Title :
The Impact of Mislabelling on the Performance and Interpretation of Defect Prediction Models
Author :
Tantithamthavorn, Chakkrit ; McIntosh, Shane ; Hassan, Ahmed E. ; Ihara, Akinori ; Matsumoto, Kenichi
Author_Institution :
Grad. Sch. of Inf. Sci., Nara Inst. of Sci. & Technol., Nara, Japan
Abstract :
The reliability of a prediction model depends on the quality of the data from which it was trained. Therefore, defect prediction models may be unreliable if they are trained using noisy data. Recent research suggests that randomly-injected noise that changes the classification (label) of software modules from defective to clean (and vice versa) can impact the performance of defect models.
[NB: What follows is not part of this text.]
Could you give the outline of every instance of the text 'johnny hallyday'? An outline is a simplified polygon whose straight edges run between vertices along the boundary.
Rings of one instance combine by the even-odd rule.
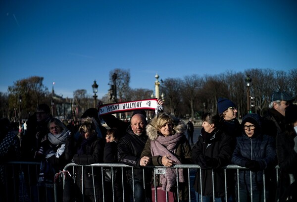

Yet, in reality, incorrectly labelled (i.e., mislabelled) issue reports are likely non-random. In this paper, we study whether mislabelling is random, and the impact that realistic mislabelling has on the performance and interpretation of defect models. Through a case study of 3,931 manually-curated issue reports from the Apache Jackrabbit and Lucene systems, we find that: (1) issue report mislabelling is not random; (2) precision is rarely impacted by mislabelled issue reports, suggesting that practitioners can rely on the accuracy of modules labelled as defective by models that are trained using noisy data; (3) however, models trained on noisy data typically achieve 56%-68% of the recall of models trained on clean data; and (4) only the metrics in top influence rank of our defect models are robust to the noise introduced by mislabelling, suggesting that the less influential metrics of models that are trained on noisy data should not be interpreted or used to make decisions.
Keywords :
software performance evaluation; software reliability; Apache Jackrabbit system; Lucene system; defect prediction model interpretation; defect prediction model performance; defect prediction models; mislabelling impact; prediction model reliability; randomly-injected noise; software modules; Data mining; Data models; Noise; Noise measurement; Predictive models; Software; Data Quality; Mislabelling; Software Defect Prediction; Software Quality Assurance;
Conference_Titel :
Software Engineering (ICSE), 2015 IEEE/ACM 37th IEEE International Conference on
Conference_Location :
Florence
DOI :
10.1109/ICSE.2015.93